Samsung is committed to offering a computing device based on a new Snapdragon 850 chip from Qualcomm, the two companies said early Tuesday at an event in Taiwan. The new product, whose details aren’t being disclosed yet, will debut before the end of the year, they said. Samsung joins Asustek Computer Inc., HP Inc. and Lenovo Group Ltd. in offering computers running Microsoft Corp.’s Windows that are based on phone chips and include connections to cellular networks.

U.S. consumers who now buy machines with the Qualcomm chip will get free data service through Sprint Corp. until the end of the year. Those who’ve already bought the "always-connected PCs" based on the company’s processors will also be able to sign up, the San Diego-based chipmaker said. Similar offers with local carriers are being arranged in other countries.

Qualcomm rose 1.2 percent to $59.42 at 10:06 a.m. in New York Tuesday. The shares are down 7 percent so far this year.

Qualcomm and Microsoft are trying to nudge forward what they say is a long-term effort to bring the benefits of mobile technology to the laptop market, where growth has stagnated. The new chip will move Qualcomm-powered devices closer to the kind of performance consumers get from notebooks that are powered by Intel processors. The data offer is aimed at getting people hooked on the benefits of having larger devices -- not just smartphones -- connected to the internet all the time. Most tablet and laptop owners stick with Wi-Fi for their connections, and have been reluctant to take on additional subscriptions to get always-on service from their fuller-size devices.

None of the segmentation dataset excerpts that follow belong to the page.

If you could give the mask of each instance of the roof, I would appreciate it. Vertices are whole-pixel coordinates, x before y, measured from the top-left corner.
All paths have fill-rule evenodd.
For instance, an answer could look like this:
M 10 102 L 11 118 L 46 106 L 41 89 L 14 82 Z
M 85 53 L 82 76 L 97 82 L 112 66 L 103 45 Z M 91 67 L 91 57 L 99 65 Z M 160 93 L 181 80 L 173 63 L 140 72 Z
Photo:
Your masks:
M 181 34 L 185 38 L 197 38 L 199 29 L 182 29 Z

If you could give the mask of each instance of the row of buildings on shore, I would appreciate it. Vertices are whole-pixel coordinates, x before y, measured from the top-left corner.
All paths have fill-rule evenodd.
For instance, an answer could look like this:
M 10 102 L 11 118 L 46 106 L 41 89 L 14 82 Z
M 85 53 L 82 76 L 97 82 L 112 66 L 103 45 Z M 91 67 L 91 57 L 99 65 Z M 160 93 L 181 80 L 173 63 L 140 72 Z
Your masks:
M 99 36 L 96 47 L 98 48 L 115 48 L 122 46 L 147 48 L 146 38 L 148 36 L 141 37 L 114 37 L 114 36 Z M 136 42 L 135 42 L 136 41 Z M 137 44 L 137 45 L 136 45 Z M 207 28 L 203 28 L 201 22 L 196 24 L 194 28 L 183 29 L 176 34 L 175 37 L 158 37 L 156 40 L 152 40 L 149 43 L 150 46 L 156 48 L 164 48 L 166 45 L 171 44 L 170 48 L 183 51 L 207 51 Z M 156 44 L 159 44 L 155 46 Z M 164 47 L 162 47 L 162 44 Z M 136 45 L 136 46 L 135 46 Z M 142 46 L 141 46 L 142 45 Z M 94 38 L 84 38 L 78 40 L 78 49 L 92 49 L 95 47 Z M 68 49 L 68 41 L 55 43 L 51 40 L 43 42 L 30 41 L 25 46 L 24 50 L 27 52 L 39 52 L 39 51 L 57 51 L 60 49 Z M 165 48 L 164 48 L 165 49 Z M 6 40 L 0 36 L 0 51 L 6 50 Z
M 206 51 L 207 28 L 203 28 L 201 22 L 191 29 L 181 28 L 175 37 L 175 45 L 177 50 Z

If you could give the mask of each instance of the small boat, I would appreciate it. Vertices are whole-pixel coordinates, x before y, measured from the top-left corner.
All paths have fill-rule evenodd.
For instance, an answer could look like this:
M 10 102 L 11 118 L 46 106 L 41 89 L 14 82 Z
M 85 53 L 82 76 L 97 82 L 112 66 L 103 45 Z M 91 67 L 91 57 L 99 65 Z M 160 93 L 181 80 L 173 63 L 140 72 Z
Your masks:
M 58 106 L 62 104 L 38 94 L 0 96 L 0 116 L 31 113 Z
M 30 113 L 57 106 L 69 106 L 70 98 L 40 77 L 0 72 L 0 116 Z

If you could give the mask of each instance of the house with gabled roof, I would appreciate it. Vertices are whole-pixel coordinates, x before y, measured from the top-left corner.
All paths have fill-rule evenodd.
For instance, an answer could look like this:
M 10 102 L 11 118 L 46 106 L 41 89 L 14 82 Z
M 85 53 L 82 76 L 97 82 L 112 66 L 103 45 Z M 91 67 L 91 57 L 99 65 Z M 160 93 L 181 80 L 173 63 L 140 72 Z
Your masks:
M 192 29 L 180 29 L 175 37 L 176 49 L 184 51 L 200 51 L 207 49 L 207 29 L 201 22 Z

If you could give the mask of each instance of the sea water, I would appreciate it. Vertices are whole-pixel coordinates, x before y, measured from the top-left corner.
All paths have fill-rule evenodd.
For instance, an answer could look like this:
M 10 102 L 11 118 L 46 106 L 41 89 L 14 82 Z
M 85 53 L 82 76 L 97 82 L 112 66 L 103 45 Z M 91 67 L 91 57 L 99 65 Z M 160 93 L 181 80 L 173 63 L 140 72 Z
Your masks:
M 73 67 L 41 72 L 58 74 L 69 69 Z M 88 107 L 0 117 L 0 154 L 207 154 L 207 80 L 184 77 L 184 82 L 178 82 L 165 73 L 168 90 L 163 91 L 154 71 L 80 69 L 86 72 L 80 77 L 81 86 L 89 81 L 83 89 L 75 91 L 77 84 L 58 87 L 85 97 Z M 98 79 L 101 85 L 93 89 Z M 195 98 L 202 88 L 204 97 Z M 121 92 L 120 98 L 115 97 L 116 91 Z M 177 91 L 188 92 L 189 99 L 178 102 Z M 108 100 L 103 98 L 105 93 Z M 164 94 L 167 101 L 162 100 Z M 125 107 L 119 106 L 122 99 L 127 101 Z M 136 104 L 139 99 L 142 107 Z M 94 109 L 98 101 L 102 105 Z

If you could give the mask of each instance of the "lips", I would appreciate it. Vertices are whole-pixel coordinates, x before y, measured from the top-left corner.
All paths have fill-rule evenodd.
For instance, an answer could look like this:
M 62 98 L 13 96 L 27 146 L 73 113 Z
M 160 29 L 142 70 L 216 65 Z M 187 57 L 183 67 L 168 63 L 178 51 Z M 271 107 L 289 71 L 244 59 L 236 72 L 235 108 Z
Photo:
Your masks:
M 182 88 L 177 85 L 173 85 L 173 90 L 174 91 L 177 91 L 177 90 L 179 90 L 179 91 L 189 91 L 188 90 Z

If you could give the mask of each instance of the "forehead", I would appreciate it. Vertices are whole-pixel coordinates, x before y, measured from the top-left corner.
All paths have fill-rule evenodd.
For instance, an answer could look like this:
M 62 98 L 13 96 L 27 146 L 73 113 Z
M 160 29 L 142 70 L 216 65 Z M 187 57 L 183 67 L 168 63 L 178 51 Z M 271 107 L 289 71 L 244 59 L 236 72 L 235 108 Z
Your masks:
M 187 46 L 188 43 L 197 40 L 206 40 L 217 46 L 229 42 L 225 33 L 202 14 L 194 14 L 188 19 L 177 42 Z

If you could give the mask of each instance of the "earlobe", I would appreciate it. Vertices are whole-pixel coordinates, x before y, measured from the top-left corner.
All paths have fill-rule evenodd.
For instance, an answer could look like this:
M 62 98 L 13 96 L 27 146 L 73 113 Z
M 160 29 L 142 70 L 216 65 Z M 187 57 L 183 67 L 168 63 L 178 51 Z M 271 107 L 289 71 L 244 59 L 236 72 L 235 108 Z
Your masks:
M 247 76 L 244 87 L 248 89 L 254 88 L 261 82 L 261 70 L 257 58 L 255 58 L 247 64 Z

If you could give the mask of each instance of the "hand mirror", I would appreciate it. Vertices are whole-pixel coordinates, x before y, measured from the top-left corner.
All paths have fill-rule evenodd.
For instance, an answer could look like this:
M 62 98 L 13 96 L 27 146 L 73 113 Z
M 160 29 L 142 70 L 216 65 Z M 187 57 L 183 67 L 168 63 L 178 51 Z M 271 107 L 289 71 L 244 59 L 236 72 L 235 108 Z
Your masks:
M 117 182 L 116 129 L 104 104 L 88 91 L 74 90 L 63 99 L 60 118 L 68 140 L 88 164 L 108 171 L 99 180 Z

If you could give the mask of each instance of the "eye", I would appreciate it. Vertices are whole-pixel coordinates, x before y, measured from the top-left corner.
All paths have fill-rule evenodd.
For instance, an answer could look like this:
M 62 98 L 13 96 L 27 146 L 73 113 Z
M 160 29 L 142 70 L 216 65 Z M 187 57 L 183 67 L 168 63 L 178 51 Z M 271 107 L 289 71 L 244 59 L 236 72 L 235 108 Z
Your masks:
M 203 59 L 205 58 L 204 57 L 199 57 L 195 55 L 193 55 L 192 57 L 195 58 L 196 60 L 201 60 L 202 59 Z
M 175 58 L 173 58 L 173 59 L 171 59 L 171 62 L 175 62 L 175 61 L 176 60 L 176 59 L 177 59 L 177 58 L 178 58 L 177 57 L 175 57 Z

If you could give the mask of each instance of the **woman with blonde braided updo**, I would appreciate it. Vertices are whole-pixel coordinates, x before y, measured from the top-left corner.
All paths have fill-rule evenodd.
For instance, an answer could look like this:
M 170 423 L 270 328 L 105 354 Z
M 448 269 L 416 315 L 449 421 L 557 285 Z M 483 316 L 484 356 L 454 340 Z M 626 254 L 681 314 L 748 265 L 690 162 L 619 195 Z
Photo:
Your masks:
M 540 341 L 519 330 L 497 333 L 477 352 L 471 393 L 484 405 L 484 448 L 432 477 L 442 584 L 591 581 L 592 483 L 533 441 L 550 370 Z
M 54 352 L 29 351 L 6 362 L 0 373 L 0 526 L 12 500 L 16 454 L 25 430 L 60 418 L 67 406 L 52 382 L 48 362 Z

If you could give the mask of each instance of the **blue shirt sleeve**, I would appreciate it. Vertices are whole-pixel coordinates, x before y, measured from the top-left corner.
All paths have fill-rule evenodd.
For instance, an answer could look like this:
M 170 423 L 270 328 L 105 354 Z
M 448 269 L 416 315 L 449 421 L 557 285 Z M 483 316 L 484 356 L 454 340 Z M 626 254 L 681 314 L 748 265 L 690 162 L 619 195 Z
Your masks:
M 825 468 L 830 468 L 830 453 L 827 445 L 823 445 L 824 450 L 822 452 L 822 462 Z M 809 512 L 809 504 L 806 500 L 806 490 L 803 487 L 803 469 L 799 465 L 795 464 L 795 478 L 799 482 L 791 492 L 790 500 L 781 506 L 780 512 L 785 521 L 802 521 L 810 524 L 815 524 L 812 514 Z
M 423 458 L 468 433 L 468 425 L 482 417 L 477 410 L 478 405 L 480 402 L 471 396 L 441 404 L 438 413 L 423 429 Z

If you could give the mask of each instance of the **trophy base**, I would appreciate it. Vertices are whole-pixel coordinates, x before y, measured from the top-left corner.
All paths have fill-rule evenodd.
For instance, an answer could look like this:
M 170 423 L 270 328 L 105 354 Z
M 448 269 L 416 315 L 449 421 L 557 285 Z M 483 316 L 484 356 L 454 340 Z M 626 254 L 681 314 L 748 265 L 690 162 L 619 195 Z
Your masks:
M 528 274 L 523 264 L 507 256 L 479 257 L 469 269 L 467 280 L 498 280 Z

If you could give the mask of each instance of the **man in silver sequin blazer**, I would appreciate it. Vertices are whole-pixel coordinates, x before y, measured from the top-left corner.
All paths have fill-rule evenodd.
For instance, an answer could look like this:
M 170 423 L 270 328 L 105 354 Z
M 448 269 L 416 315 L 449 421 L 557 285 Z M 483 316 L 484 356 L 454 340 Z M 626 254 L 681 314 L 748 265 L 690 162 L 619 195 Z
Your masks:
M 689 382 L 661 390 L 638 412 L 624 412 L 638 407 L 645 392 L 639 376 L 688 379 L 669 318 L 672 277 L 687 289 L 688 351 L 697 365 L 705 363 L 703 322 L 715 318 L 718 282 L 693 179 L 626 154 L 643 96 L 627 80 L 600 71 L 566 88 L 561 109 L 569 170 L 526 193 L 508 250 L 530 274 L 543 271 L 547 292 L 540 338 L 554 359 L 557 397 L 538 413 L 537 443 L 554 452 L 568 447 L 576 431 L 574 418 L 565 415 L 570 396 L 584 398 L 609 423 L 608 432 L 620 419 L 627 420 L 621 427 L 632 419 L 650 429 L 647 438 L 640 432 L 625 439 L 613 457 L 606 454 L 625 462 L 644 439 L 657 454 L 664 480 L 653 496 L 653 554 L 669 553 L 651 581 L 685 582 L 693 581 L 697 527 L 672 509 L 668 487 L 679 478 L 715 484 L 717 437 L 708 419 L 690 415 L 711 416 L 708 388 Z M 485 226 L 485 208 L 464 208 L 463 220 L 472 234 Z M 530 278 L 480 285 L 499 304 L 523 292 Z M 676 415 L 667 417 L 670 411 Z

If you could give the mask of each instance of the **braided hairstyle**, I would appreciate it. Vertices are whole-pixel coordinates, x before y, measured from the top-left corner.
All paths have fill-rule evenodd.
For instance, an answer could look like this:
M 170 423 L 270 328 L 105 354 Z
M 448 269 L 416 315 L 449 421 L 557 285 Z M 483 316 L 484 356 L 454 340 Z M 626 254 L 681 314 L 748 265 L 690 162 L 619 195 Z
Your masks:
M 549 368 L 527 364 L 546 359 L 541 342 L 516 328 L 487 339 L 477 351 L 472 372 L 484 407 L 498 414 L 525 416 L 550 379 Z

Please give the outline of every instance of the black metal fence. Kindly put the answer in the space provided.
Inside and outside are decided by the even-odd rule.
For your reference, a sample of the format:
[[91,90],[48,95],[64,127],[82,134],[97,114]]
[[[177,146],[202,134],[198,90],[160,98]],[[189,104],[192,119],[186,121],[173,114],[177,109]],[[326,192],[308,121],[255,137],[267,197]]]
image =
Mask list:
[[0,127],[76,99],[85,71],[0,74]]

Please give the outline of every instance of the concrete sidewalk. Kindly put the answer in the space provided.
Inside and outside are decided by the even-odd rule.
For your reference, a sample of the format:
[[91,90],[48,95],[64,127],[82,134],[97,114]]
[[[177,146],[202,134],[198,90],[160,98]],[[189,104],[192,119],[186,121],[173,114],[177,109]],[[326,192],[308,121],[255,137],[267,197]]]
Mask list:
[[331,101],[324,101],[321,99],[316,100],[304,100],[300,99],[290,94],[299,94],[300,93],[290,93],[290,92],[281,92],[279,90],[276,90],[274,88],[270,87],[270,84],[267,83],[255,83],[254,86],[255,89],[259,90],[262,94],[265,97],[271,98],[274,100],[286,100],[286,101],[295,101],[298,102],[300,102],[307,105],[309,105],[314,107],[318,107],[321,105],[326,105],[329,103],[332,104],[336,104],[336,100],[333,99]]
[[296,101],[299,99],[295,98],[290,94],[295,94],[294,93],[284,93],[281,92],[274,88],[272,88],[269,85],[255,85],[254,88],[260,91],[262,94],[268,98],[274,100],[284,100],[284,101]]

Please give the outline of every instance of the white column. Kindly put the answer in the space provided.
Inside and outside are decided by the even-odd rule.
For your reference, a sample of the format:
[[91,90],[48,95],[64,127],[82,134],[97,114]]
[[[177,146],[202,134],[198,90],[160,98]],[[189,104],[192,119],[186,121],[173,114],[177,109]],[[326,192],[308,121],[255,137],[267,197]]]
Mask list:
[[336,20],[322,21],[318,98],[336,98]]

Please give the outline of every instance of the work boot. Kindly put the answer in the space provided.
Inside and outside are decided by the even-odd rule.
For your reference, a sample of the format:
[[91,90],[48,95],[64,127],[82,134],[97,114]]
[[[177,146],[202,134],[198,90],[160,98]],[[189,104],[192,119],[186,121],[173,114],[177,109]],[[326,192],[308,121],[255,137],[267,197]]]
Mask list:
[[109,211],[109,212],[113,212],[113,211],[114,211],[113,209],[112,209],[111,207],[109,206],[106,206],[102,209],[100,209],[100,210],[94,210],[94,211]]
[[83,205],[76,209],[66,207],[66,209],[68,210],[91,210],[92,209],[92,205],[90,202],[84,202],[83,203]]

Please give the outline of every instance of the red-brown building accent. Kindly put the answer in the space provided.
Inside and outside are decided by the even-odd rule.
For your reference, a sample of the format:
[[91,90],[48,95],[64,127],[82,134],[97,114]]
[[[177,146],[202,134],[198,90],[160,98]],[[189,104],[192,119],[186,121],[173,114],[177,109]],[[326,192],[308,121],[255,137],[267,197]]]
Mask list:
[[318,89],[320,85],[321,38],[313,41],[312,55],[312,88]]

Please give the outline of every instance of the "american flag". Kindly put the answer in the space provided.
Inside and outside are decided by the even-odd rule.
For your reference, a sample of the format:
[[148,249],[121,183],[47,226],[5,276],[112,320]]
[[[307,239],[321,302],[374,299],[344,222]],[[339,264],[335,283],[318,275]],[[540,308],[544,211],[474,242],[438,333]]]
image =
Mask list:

The push to expand mobile computing so far hasn’t loosened Intel’s stranglehold on the PC chip market. The world’s second-largest semiconductor maker, behind Samsung, has about 95 percent revenue share in PC processors, and nine out of every 10 laptops are based on an Intel chip. The rest of the market is in the hands of Advanced Micro Devices Inc., which uses a similar technology to Intel.

Reviewers of laptops that are already on the market using Qualcomm’s Snapdragon 835 chip have praised the machines’ battery life, which typically lasts all day, while saying that the performance lags behind traditional PC processors.